By the fall of 2015, a number of US and European officials were calling for Ukraine to remove its top prosecutor, Victor Shokin, because he was not pursuing corruption cases aggressively enough. The complaints included Shokin’s handling of the allegations against Burisma and the Ukrainian oligarch who founded it, Mykola Zlochevsky.
That pressure campaign intensified in early 2016, culminating when Joe Biden — per US policy, with Congress in the loop — insisted that Shokin be fired if Ukraine wanted to receive $1 billion in US loan guarantees. (The International Monetary Fund was also pushing for a more aggressive anti-corruption effort.) The Ukrainian government eventually complied.
End of story, right? Nothing to see here.
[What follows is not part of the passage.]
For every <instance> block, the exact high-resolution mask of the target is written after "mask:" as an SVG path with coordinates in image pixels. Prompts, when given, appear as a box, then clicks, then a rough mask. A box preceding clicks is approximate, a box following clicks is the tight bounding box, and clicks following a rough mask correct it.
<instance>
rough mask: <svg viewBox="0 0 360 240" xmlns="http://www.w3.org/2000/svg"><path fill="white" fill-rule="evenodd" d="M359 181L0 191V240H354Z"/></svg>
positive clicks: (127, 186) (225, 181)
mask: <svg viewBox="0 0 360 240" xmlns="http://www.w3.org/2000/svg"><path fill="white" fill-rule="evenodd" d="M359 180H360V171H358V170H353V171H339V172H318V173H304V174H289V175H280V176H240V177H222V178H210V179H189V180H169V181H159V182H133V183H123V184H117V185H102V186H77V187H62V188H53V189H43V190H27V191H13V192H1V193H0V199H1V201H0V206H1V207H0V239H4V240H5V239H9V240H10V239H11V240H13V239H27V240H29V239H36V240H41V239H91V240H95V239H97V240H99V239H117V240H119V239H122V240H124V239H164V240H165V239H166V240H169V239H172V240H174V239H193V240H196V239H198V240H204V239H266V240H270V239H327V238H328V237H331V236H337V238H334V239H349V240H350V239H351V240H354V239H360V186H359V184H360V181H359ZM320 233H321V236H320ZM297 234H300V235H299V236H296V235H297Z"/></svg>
For his part, Trump may still have done some bizarre things with Ukraine policy. After all, his former campaign chairman, Paul Manafort, had been forced to resign under a cloud because of his dealings in that country — the New York Times triggered his departure by reporting that Ukraine had found evidence that Manafort had received millions of dollars in off-the-books payments from a pro-Russian political party there.
As Reuters’ Andy Sullivan lays out here, Trump’s personal attorney Rudolph W. Giuliani and other supporters of the president viewed Manafort’s downfall as the work of Ukrainians trying to meddle in the US election. So there’s a good chance Trump, bitter that his 2016 victory was stigmatised by Russia’s interference on his behalf, would have pressured the new Ukrainian administration to pursue his bizarre and nonsensical theory about Ukrainians hacking the Democratic National Committee server or his belief that Ukrainian government officials improperly aided Hillary Clinton’s campaign. Trump may even have gone so far as to withhold the aid to Ukraine that Congress approved, in violation of the Impoundment Control Act. And that might even have led to a tell-all book by an irritated John Bolton after he was fired as Trump’s national security advisor.
But violating the ICA is hardly earth-shattering. What kicked things into impeachment territory was Trump’s call for an investigation of Biden. And even someone as credulous and factual-gravity-defying as Trump wouldn’t have demanded an investigation of Biden if there had been no conflict-of-interest hook to hang it on.
Enter Hunter Biden, who made the jaw-droppingly stupid decision to accept a post on the board of Burisma, a Ukrainian energy company founded and tainted by an oligarch widely labeled as corrupt, while his father was the leading Obama administration point person on Ukraine. Even if Hunter Biden’s sole interest had been to help Burisma adopt better governance practices and mend its ways — I’m offering that just for the sake of argument, not because there’s any evidence to support that idea — he should have known better than to lend his name to a company under investigation for money laundering.
That decision allowed Giuliani and his Ukrainian sources to cast Joe Biden’s actions in a sinister light, despite the overwhelming evidence that the elder Biden was doing exactly what he was supposed to be doing.
That set the stage for Trump to ask a vulnerable foreign leader to investigate one of the president’s top political rivals. This request triggered enough concern among people listening in on the call that it prompted a whistleblower complaint, resulting eventually in Trump’s impeachment in the House for abuse of power and obstructing Congress.